The founder of a school that got $1 million in state assistance following a fire at a historic Chicago church is contradicting claims by the Blagojevich administration that the school got the money in a bureaucratic mistake.

In a published report, Elmira Mayes, the founder of the family-run Loop Lab School, said that Gov. Rod Blagojevich personally promised her the money.

Mayes said the governor made the promise when he visited Pilgrim Baptist Church and talked with her as she was sifting through debris from her burned-out school. The school rented space from the church.

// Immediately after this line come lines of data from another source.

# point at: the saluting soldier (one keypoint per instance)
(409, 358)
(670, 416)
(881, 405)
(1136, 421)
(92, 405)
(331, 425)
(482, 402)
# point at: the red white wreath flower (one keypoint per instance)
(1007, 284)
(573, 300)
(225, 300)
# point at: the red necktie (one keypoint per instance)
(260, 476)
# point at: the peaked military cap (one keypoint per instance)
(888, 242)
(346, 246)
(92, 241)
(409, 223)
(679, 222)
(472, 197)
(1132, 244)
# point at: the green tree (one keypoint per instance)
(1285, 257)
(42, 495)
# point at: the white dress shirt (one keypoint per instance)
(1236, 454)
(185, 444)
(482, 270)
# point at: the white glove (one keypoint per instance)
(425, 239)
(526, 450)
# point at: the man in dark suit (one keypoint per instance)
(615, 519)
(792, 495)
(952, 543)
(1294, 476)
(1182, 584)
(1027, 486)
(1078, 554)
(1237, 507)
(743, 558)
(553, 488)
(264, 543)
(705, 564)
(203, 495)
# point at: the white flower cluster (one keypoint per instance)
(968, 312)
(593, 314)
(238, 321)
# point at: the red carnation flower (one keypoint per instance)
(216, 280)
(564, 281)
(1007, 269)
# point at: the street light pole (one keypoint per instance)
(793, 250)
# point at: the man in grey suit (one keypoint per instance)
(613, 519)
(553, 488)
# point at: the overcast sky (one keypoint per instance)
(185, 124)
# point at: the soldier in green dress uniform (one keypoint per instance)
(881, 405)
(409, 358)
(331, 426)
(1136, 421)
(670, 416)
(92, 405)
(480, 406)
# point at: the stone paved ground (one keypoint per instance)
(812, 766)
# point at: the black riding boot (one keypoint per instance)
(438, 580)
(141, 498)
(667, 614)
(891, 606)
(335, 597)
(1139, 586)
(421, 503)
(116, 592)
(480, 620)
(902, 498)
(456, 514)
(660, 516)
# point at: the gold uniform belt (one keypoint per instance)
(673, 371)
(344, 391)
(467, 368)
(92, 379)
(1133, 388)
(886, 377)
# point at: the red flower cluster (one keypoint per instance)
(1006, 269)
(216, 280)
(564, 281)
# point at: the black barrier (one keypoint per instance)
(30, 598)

Blagojevich has said unnamed officials in his administration mishandled his pledge to help the church, a landmark badly damaged in the January 2006 fire. And on Wednesday, Blagojevich spokesman Lucio Guerrero said the governor didn't tell Mayes her school was getting money. Guerrero said she may have misunderstood what he said.

According to a financial report, Loop Lab School had $243 in cash and a $32,000 debt at the start of 2006, just six days before it lost the space it was renting when fire destroyed the church. The school used the $1 million to buy a floor and build classrooms in a condominium office building in Chicago's Loop business district, but has yet to reopen.

The state Department of Commerce and Economic Opportunity is reviewing the circumstances of the school obtaining the money, and has told the school that it believes the school "has not fully complied with the terms" of the grant. Attorney General Lisa Madigan is also conducting a review.

The governor has pledged the church will receive $1 million.

In order for the church to receive the funds, the money has to be used to rebuild a burnt-out building next to the church. The rehabilitated building would be used as a community center for legal fairs, health clinics and other "non-secular" purposes.